After the example library is loaded, the script createsnew DOMDocument
And set the root nodebooks
Add to it. Then, the script creates a node for the author, title, and publisher of each book, and adds a text node to each node. Each
book
The last step of a node is to add it to the root node again.books
.
UsesaveXML
Method to output XML to the console. (You can also usesave
Method To create an XML file .)
The real value of using Dom is that the XML it creates is always in the correct format. But what should I do if I cannot use Dom to create XML?
Write XML in PHP
If the Dom is not available, you can use the PHP Text Template to write XML. Listing 7 shows how PHP builds a library XML file.
<?php $books = array(); $books [] = array( 'title' => 'PHP Hacks', 'author' => 'Jack Herrington', 'publisher' => "O'Reilly" ); $books [] = array( 'title' => 'Podcasting Hacks', 'author' => 'Jack Herrington', 'publisher' => "O'Reilly" ); ?> <books> <?php foreach( $books as $book ) { ?> <book> <title><?php echo( $book['title'] ); ?></title> <author><?php echo( $book['author'] ); ?> </author> <publisher><?php echo( $book['publisher'] ); ?> </publisher> </book> <?php } ?> </books>
The top of the script is similar to the DOM script. Open at the bottom of the scriptbooks
Tag, and then iterate in each book to createbook
Mark and all internal
title
,author
Andpublisher
Mark.
The problem with this method is to encode the object.
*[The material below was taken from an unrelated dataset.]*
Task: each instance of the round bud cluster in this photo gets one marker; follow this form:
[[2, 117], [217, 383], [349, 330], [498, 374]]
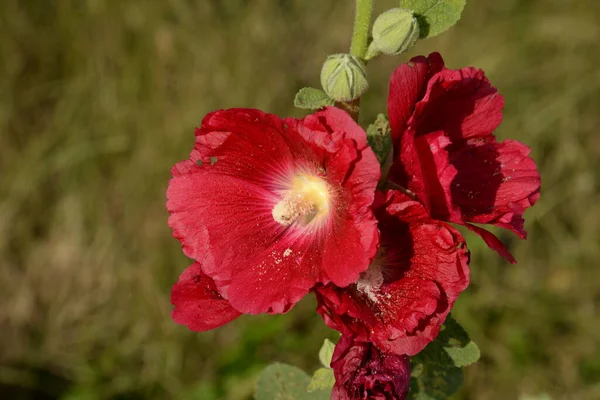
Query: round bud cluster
[[344, 77], [395, 31]]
To ensure that the entity code is correct, you must callhtmlentities
Function
<books> <?php foreach( $books as $book ) { $title = htmlentities( $book['title'], ENT_QUOTES ); $author = htmlentities( $book['author'], ENT_QUOTES ); $publisher = htmlentities( $book['publisher'], ENT_QUOTES ); ?> <book> <title><?php echo( $title ); ?></title> <author><?php echo( $author ); ?> </author> <publisher><?php echo( $publisher ); ?> </publisher> </book> <?php } ?> </books>
This is the annoyance of writing XML in PHP. You think you have created perfect XML, but when trying to use data, you will immediately find that the encoding of some elements is incorrect.
Conclusion
There is always a lot of exaggeration and confusion around XML. However, it is not as difficult as you think-especially in a good language like PHP. After understanding and correctly implementing XML, you will find that many powerful tools are available. XPath and XSLT are two tools worth studying.